AHM: Bu aşamadan itibaren yapacağınız eylemler nelerdir?

Yüksel KOÇ: Bizler eylem içerisinde olan insanlar olarak eylem planlaması yapma şansımız yok. Artık gücümüz ve enerjimiz buna yetmiyor. Benim bildiğim, pratik güç birliği bileşeni ve yoldaşların taleplerini sahiplenen bir platform kurulması söz konusu. Bir dizi eylem ve etkinlik hep birlikte örgütlenecek. Bizim bu direnişimiz, sadece Kürt halkı için değil, Türkiyeli devrimcilerin, sosyalistlerin, demokratların bilmesi gereken şudur; biz bedenimizi ölüme yatırırken, bugün nasıl ki Rojava’da yaşam bulan kadın özgürlükçü, bütün kimliklerin ve inançların özgür ve eşit ortak yaşamıysa, biz bunun her coğrafyada hayat bulabilmesi için bu direnişi geliştiriyoruz. Bedenimizi ölüme yatırırken Türkiyeli, Kürdistanlı, Asuri, Süryani, Ermeni, Laz, Çerkez bütün halkların, yine Alevi, Ezidi, Hristiyan tüm inanç gruplarının, başta kadınlar için olmak üzere bütün özgürlükler ve eşitlikler için bedenimizi ölüme yatırmışız. Kadın özgürlüğü bizim mutlaka bizim bu tecritle kırmamız gereken bir noktadır çünkü tecrit aynı zamanda kadın özgürlüğüne vurulan bir tecrittir. Bundan sonraki eylemlerde arkadaşlarımız, dostlarımız tartışıyor süreci. Bir toplantı yapılacak ve daha net olacak her şey. Aynı zamanda bu hafta sonu tüm ülkelerde, eyaletler merkezli eylemler olacak. 27 Şubat’ta Avrupa Parlamentosu önünde Avrupa merkezli yürüyüş ve miting olacak. 2 Mart’ta başta Almanya olmak üzere tüm ülkelerde merkezi eylemler olacak. Günlük olarak ta eylemler oluyor ve olmaya da devam edecek. Bu süreçte başta ailelerimiz olmak üzere, tüm dostlarımız arkadaşlarımızla hem eylemleri hem de uluslararası kurumları harekete geçirmek için fax ve mektuplarla başta CPT ve AP nezdinde bir kampanya örgütlenmelidir. Bu iki kurum bu suçun ortaklarıdır.

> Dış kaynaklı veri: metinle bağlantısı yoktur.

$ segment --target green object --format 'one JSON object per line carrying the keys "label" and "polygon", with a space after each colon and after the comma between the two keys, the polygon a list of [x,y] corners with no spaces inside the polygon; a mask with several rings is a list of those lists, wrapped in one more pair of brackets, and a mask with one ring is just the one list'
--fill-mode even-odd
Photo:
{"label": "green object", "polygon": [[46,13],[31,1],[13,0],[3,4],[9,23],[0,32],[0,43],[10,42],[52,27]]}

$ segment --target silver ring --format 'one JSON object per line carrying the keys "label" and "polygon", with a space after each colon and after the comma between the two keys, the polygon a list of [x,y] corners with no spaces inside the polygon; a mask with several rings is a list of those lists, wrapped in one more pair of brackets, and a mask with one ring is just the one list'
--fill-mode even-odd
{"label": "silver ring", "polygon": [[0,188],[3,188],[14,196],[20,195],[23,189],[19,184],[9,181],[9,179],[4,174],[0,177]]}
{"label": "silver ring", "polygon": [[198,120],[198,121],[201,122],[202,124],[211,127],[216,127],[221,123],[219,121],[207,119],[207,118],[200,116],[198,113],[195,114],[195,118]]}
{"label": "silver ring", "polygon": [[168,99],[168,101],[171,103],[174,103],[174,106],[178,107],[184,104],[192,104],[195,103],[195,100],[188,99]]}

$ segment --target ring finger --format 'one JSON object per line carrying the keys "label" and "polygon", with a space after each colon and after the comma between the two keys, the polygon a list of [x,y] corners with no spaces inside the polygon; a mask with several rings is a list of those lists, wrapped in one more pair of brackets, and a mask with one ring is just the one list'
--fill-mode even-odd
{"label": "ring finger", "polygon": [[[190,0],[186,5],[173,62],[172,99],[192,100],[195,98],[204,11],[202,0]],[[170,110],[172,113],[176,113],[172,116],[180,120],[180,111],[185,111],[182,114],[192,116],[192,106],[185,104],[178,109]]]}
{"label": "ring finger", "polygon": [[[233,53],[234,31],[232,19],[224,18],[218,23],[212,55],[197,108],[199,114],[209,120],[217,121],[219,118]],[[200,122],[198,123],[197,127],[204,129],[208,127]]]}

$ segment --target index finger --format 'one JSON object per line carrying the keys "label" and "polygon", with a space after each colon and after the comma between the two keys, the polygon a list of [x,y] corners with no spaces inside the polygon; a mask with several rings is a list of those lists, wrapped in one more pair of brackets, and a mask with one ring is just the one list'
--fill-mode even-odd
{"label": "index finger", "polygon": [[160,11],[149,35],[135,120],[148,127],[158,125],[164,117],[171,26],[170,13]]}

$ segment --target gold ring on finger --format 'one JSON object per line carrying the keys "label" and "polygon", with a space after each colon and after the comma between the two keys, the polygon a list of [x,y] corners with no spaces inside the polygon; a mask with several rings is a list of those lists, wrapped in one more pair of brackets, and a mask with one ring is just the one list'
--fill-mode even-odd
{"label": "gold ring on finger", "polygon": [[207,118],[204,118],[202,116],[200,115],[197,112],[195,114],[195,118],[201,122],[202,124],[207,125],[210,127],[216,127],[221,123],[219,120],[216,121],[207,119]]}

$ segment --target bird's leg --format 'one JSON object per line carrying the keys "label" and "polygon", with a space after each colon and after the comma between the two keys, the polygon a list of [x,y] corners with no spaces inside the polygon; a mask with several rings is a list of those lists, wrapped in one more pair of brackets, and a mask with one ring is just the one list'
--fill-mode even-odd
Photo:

AHM: Son olarak eylemin yönelimi hakkında bir şeyler söylemek ister misiniz? Elbette başka eklemek istediklerinizle beraber.

Yüksel KOÇ: Biz eylemdeki arkadaşlar, hepimiz şu konuda çok netiz; sonuç alana kadar eylemimizi sürdüreceğiz. Bedelse de bedelini ödeyeceğiz. Şehadetse de şehadete hoş geldin, sefa geldin diyeceğiz. Nasıl ki Che Guevara diyordu, “Savaş sloganlarımız kulaktan kulağa yayılacaksa ve silahlarımız elden ele geçecekse ve başkaları mitralyöz sesleriyle, savaş ve zafer naralarıyla cenazelerimize ağıt yakacaklarsa ölüm hoş geldi, safa geldi” biz de tecridi kıracaksak, özgürlük eşitlik için bunun bir neferi olacaksak, böyle onurlu bir şehadete de hoş geldin, sefa geldin diyeceğiz. Elbette şehadet olmadan bu işi çözmek istiyoruz, halkımızın bunu bilmesini istiyoruz. O noktaya gelirse de hiç birimiz korkmuyoruz, net kararlıyız, moralimiz çok yüksektir, bedenimiz eriyor ama moralimiz yüksektir. İnancımız, kararlılığımız yüksektir. Tüm devrimci yoldaşlara, tüm arkadaşlara, tüm hevallere, tüm halkımıza direnişçi arkadaşlar adına sevgimizi, saygımızı gönderiyoruz. Bilin ki hepiniz adına direniyoruz, Alevinin adına, sosyalistin adına, demokratlar adına, kadınlar adına, gençler adına, Asuriler adına, Çerkezler adına, özgürlük eşitlik isteyen herkes adına direniyoruz ve kazanacağız.  Kazanan biz olacağız, kaybeden faşizm olacak.

Ek olarak ta, Münih mahkemesinde olan ve hala hapishanede tutulan arkadaşa selamlarımızı gönderiyoruz. O her zaman bizim onur direnişçimizdir, her zaman bizim öncü direnişçimizdir. O Kemallerin, Hayrilerin ardılıdır. Kemallerin, Hayrilerin direnişini faşizmin en katmerli olduğu hapishanelerde direnişler yaparak taşıdı. O hep bizim yüreklerimizdedir. Hep bize moral oluyor, bizim aramızda kilometrelerce mesafe yok biz aynı yürek olmuşuz. Bizim aramızda ne duvarlar kalmış ne zindan kalmış, o ve arkadaşlarını direniş ruhuyla selamlıyoruz.

AHM: Bizlere zaman ayırdığınız için çok teşekkür ediyoruz, mücadelenizde başarılar diliyoruz.